Government is looking for 250,000 volunteers to help the NHS and vulnerable people hit by the coronavirus crisis, Health Secretary Matt Hancock said on Tuesday.
“We are seeking a quarter of a million volunteers, people in good health, to help the NHS, for shopping, for delivery of medicines and to support those who are shielded to protect their own health,” Hancock told reporters.
The volunteers will be asked to help with tasks like delivering medicines from pharmacies, driving patients to and from hospital appointments and phoning people isolating at home to check up on them.
The system aims to reach up to 1.5 million people who are “shielding” – keeping themselves at home for 12 weeks under government advice to protect those with serious health conditions.
“If you are well and able to do so safely, I would urge you to sign up today to help the most vulnerable people in our communities as an NHS Volunteer Responder,” Hancock said later in a statement.
Britain posted its biggest daily rise in deaths caused by coronavirus on Tuesday as the number of confirmed cases increased rapidly, underlining the urgency behind the government’s move to lock down the country.
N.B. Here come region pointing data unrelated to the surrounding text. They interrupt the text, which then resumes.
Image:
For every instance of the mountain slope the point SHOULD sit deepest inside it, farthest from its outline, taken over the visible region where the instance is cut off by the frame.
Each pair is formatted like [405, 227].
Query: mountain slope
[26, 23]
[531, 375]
The death toll across the United Kingdom rose by 87 on Tuesday to 422 as 9am, a 26 per cent increase on the day, the DHSC said in a statement.
Confirmed cases rose to 8,077 from 6,650, a 21 per cent rise that followed a couple of days in which the rate of increase appeared to have tailed off somewhat.
Prime Minister Boris Johnson ordered Britons on Monday to stay at home to halt the spread of coronavirus, imposing curbs on everyday life without precedent in peacetime.
All but essential shops must close immediately and people should no longer meet family or friends, Johnson said in a televised address to the nation, adding that people would risk fines if they did not comply.